Now on reciving an Arp reply host a knows to which Mac address it should send the packet. It also maintains an Arp table, which contains all the Mac address corresponding to an ip address. So that it does not need to send the arp request every time it want to send packet to host b. so next time is host a want to send packet to host b then it will simply look in to that table and send find out the Mac address of host b. in that way it reduces the network traffic and time. Other wise there would be too much network traffic over network as for sending each packet host a need to send a arp request and host b need to send a reply.

Note: there are two types of Arp tables on is static Arp and another is dynamic Arp. Dynamic Arp entries refresh every 3 min (on windows sytem, configurable on *nix os), while static Arp doesn't got refresh until you manually edit them or shutdown/restart the system.

So this is how communication takes place over a LAN.

How Arp Poisoning works?

Now there is an attack vector associated with concept. When a arp reply packet comes to host a, it blindly assumes that it is the replay from host b. there is no validation on host a that if it has sent any arp request packet or not? When it get an Arp reply it simply add/update the entry in its Arp table.
Now suppose there is another host ,host c on the network,Now what host c will do if he want to capture the data flowing between host a and host b?
Simple it will create two spoofed/faked Arp request packet and send them to host a and host b as following:

It will send an Arp packet with its own Mac address and ip address of host b to host a. 
And it will send an Arp packet with its own Mac and host a ip address to host b.

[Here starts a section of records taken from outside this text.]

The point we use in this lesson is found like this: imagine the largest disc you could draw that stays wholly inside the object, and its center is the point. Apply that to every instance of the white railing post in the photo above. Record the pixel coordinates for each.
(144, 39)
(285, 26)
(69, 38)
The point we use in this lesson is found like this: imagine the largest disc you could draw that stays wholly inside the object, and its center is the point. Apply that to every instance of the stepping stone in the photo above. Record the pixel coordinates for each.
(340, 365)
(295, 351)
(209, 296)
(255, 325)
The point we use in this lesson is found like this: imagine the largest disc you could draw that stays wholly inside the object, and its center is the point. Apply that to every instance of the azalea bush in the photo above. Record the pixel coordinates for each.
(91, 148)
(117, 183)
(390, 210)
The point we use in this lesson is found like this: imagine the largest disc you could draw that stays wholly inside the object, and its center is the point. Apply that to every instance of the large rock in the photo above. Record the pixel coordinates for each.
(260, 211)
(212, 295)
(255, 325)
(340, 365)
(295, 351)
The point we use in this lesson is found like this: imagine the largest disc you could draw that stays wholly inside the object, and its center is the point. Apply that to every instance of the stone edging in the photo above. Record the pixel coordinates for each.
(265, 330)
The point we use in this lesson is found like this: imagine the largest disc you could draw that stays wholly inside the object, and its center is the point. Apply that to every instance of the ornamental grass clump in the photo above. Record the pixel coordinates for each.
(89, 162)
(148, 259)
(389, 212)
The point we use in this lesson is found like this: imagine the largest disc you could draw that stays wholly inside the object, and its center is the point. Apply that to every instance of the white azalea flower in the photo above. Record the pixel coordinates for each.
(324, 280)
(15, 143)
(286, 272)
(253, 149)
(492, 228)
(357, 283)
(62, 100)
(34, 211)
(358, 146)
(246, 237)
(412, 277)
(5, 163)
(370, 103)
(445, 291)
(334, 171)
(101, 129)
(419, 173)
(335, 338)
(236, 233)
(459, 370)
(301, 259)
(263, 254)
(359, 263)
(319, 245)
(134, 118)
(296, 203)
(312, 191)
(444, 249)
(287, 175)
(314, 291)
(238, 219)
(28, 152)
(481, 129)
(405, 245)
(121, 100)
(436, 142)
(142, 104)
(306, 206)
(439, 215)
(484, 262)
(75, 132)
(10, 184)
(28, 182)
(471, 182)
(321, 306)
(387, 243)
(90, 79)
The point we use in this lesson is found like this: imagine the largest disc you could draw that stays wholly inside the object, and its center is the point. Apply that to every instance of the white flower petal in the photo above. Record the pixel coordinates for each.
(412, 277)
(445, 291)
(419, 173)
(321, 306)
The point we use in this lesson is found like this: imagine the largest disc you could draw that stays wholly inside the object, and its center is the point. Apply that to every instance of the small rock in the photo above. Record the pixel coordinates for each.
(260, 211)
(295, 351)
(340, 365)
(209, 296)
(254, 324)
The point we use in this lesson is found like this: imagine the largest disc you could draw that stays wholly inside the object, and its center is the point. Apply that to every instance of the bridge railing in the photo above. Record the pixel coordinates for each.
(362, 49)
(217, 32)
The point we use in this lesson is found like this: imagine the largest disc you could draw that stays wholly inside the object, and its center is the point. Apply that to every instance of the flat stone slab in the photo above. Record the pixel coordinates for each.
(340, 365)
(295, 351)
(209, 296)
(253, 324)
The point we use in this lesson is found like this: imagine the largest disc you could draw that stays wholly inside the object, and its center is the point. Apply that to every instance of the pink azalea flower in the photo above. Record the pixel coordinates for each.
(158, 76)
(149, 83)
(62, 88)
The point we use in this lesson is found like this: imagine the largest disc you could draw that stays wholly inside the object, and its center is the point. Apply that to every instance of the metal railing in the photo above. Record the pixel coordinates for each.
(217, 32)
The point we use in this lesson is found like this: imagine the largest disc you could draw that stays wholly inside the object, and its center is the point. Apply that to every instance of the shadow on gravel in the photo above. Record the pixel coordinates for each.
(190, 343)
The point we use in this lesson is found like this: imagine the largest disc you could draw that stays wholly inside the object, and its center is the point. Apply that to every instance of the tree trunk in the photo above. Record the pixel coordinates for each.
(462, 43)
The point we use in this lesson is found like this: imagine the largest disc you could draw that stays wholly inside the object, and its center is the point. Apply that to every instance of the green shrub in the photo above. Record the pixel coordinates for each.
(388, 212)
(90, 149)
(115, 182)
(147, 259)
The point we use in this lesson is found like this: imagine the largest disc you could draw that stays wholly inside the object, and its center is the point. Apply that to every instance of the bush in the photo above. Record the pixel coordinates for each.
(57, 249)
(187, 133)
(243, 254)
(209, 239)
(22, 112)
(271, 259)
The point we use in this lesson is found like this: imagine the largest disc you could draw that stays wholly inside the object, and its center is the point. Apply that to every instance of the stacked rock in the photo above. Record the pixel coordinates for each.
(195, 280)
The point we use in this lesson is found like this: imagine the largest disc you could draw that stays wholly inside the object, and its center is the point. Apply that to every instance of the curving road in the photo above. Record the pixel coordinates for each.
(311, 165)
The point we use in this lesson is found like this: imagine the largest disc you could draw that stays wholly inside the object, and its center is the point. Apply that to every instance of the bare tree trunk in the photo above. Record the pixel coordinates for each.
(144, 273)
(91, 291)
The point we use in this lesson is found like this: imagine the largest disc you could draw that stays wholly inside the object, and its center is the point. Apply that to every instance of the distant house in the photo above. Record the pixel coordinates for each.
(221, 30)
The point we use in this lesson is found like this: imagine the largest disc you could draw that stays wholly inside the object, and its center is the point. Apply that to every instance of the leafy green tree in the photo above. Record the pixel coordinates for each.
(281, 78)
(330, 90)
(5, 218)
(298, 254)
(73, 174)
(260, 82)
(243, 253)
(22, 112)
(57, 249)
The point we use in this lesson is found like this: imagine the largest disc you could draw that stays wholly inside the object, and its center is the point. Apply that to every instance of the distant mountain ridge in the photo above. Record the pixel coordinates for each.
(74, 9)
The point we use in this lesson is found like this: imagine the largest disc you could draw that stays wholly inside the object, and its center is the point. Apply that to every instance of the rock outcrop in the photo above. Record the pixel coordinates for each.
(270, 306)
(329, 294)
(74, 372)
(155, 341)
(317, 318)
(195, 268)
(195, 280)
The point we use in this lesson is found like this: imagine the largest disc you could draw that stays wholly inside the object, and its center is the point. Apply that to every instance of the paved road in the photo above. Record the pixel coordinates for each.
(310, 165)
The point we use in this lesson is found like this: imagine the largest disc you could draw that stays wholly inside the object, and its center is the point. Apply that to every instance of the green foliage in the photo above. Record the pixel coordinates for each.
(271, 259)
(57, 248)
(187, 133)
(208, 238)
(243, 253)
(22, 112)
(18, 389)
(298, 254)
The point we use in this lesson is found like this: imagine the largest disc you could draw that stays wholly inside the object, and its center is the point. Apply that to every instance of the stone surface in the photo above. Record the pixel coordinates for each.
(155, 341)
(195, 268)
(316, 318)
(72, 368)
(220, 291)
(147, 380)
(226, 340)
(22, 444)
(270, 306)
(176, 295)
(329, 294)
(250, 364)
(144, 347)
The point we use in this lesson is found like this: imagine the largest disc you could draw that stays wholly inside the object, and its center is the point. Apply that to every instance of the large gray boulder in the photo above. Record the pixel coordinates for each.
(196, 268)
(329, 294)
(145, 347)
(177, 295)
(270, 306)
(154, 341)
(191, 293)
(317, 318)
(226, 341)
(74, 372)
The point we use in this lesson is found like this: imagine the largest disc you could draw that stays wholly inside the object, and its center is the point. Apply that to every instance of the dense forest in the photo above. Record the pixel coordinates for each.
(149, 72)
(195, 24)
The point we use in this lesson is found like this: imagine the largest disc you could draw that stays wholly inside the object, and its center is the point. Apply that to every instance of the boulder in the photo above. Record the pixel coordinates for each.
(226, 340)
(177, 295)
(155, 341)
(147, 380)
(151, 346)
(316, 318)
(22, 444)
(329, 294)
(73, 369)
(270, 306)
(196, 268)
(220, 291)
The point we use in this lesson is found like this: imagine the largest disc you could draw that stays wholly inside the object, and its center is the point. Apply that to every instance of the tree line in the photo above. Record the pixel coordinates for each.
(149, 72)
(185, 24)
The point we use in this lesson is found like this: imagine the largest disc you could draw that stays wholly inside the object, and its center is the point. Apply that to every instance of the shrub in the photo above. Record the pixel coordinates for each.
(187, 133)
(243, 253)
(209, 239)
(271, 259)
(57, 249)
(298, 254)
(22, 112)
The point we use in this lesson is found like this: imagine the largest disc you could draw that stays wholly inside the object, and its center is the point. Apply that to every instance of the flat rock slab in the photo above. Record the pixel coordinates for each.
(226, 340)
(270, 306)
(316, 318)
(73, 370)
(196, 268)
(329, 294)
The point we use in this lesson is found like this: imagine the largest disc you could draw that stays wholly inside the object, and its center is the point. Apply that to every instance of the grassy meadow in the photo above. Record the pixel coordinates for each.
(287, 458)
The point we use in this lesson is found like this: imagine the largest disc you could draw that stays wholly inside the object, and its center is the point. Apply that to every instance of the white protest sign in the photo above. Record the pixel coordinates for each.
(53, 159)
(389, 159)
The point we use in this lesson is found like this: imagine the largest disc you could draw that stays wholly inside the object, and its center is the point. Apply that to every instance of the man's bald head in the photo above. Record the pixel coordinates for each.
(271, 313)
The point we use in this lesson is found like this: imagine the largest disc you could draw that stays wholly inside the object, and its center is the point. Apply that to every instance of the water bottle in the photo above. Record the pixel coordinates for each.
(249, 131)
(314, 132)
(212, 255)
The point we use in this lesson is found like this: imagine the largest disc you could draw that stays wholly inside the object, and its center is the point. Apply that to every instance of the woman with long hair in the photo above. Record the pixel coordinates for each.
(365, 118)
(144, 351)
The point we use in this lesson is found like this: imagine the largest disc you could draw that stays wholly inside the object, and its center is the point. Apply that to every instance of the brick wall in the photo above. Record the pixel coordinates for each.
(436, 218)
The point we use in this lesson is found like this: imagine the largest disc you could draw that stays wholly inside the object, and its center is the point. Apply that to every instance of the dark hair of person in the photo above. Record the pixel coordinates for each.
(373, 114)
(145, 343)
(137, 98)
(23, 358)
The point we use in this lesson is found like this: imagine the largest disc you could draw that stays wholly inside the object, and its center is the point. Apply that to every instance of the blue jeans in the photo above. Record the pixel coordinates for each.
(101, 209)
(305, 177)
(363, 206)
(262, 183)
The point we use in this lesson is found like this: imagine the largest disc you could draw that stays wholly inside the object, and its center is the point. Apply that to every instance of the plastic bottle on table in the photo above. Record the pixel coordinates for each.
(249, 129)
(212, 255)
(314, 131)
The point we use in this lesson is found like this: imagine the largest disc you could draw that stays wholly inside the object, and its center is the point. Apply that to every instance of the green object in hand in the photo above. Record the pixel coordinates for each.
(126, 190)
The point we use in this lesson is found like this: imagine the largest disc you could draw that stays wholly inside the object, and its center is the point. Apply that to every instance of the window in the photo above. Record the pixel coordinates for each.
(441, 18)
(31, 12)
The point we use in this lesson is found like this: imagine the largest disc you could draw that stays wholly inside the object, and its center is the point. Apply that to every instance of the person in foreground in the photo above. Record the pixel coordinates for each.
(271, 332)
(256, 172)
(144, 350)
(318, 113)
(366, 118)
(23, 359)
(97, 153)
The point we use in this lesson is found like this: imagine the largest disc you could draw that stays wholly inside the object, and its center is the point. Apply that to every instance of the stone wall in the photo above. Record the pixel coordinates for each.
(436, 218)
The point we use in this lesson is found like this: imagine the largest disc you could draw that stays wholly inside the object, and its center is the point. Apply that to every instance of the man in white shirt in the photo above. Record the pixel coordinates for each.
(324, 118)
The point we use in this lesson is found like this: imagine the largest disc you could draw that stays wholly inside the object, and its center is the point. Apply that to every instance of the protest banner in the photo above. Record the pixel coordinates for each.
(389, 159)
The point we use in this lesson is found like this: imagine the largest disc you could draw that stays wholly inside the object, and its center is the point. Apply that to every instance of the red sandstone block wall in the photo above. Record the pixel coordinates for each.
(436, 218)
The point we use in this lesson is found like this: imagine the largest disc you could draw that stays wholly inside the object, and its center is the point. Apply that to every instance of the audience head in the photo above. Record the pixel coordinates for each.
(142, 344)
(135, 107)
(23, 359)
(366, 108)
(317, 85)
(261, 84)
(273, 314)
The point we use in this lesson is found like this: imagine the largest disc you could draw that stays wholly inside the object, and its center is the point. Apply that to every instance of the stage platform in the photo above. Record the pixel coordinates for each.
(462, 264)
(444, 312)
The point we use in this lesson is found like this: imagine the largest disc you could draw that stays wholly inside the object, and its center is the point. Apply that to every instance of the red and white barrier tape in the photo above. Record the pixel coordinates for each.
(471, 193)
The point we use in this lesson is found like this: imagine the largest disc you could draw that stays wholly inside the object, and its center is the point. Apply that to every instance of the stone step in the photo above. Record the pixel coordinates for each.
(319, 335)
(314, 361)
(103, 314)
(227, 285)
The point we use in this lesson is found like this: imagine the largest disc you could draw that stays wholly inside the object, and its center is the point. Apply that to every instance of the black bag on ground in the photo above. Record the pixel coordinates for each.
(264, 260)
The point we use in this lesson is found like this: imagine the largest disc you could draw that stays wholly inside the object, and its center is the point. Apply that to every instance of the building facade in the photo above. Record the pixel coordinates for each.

So now network is something like this:



So now suppose host a want to send any packet to host b then it will look in to its arp table so it will get Mac of c instead of Mac of b, when it look for ip of b. so it send the packet to Mac address of c.
In this way the packet reached to host c.

Now it is responsibility of host c to make a copy of this packet and route it to host b otherwise communication get corrupt.

Similarly if host b want to send any packet to host a then it look in to its Arp table and then it will sends the packet to Mac address of c (as discussed above)
Here again it is responsibility of host c to route this packet after making a copy to host a, otherwise communication gets corrupt.

In this way you can capture or sniff the data over a switched network.

An interesting case: 

suppoes you are on a LAN with a gateway and you want to capture the data transmitted over Internet. Then what will you do??
Simple just poisoned every machine you want to capture which the false Mac of gateway. It mean say your machine's Mac address is 00-11-22-33-44-55 and gateway Mac is aa-bb-cc-dd-ee-ff then each host contents gateways Mac. Now if you replace the gateways Mac with your own Mac then all the machines will think that gateway is your machine and then all start sending the data to your own network. So you can make a copy and forward it to gateway. Similarly you need to poison gateway to capture incoming traffic. So what you will do it poison the gateway corresponding to all the machines you are capturing with the Mac address of our own. In this way you can capture entire LAN.

Limitations of Arp poisoning:

1) You cannot capture over a managed switch as it validates the Arp entries.
2) You can only capture over a LAN. You cannot capture outside LAN as gateway or router changes the Mac with its own when it goes out of a network.